Chromatin and Gene Regulation

Chromosomes are compacted into increasingly complex chromatin structures within eukaryotic nuclei. High-throughput sequence-based assays have been developed to identify regions of nucleosome-depleted open chromatin that mark all types of regulatory elements genome-wide in tissues and cell-types. The computational integration of these data with related gene expression, transcription factor binding, and epigenetic data provide a more complete picture of the complex process of gene transcription and regulation. With these data, we are also investigating the effects of genetic variation on regulation, as can been seen through allelic imbalance in signal from chromatin and transcription factor data, as well as in quantitative trait loci (QTL)-based analyses of these data across individuals. Our computational biology lab both applies established analysis tools to data generated in collaboration with other labs as well as develops new analytical techniques to make novel associations.
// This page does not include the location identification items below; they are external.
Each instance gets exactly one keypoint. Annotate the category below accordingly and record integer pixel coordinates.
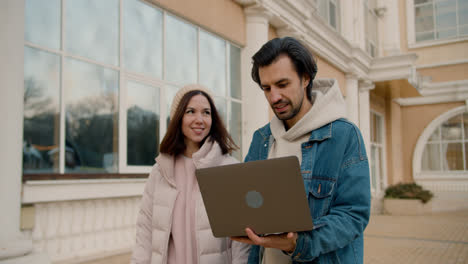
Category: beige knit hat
(183, 91)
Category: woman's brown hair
(173, 142)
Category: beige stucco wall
(446, 73)
(455, 51)
(414, 120)
(326, 70)
(223, 17)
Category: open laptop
(267, 196)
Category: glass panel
(463, 31)
(181, 51)
(435, 135)
(431, 158)
(220, 104)
(373, 168)
(142, 124)
(142, 38)
(213, 63)
(453, 154)
(42, 23)
(443, 34)
(446, 14)
(451, 129)
(416, 2)
(425, 36)
(92, 29)
(91, 126)
(463, 12)
(235, 127)
(41, 111)
(235, 72)
(333, 16)
(424, 18)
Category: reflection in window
(440, 19)
(446, 148)
(235, 76)
(92, 29)
(91, 94)
(142, 124)
(142, 38)
(181, 51)
(213, 63)
(235, 125)
(42, 23)
(41, 111)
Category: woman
(172, 225)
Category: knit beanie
(183, 91)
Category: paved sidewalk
(434, 238)
(430, 239)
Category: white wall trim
(393, 67)
(65, 190)
(441, 64)
(418, 150)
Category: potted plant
(407, 199)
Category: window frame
(411, 31)
(125, 75)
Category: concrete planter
(406, 207)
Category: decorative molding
(65, 190)
(435, 65)
(394, 68)
(68, 231)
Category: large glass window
(329, 10)
(371, 19)
(440, 19)
(377, 152)
(100, 77)
(446, 148)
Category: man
(309, 123)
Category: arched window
(440, 160)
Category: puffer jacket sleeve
(240, 252)
(142, 251)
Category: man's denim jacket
(335, 170)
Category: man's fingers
(255, 239)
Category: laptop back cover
(267, 196)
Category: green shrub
(408, 191)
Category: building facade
(86, 88)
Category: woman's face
(196, 122)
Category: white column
(254, 105)
(389, 28)
(364, 113)
(13, 247)
(352, 98)
(348, 21)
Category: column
(14, 248)
(389, 28)
(254, 104)
(352, 98)
(364, 112)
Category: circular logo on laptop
(254, 199)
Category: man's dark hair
(301, 57)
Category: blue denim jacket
(335, 170)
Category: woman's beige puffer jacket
(155, 217)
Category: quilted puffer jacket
(155, 217)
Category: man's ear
(305, 80)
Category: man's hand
(285, 241)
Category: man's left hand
(285, 241)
Inflammatory Bowel Disease

Inflammatory bowel disease (IBD), primarily consisting of Crohn’s disease and ulcerative colitis, is the result of an inappropriate immune response to the intestinal microbiota in a genetically susceptible individual. We have partnered with Dr. Shehzad Sheikh, MD, PhD (Dept of Medicine, CGIBD) to uncover molecular and microbial characteristics of IBD disease phenotypes. We hypothesize that changes in the chromatin landscape in key intestinal cell types such as macrophages, are influenced by the host genetic background and significantly contribute to aberrant intestinal inflammation. Using both human tissue and mouse models, we seek to identify where chromatin is altered, the impacts on gene expression, the contributions of genetic variation, and the relationship to the microbial community in tissues and cells from affected individuals.
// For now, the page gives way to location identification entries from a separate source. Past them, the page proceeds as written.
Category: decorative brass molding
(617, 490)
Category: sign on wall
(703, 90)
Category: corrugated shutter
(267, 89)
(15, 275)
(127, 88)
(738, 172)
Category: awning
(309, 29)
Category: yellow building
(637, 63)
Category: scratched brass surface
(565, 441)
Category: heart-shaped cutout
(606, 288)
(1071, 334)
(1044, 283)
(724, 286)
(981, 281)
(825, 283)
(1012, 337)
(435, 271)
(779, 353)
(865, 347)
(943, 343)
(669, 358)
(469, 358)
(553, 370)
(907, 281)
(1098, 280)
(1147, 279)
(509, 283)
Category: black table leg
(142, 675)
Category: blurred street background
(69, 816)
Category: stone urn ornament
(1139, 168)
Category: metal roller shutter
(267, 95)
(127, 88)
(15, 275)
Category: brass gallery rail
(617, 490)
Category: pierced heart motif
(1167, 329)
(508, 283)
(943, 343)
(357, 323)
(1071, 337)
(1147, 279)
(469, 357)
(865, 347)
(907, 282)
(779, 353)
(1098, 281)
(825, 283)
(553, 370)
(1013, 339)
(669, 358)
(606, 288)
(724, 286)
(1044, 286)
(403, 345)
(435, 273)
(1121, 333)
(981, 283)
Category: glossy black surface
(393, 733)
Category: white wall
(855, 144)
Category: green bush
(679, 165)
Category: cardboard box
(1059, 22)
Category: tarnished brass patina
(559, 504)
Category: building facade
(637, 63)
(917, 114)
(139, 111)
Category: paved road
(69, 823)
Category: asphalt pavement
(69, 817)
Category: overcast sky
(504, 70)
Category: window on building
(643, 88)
Environmental Toxicogenomics

Exposure to naturally occurring toxicants or by-products of manufacturing process can result in serious health challenges. We hypothesize that toxicant exposure can alter normal cellular function through changes in chromatin architecture and transcriptional profiles in tissues or cells contributing to the onset of medical complications. In a collaboration with Dr. Samir Kelada, PhD (Dept of Genetics), we are investigating the effects of exposure to ozone on the lung inflammatory response in the genetically diverse Collaborative Cross mouse model resource. In particular, we are assaying how ozone-induced chromatin structure and gene expression changes in alveolar macrophages, along with genetic variation, explain variability in ozone response.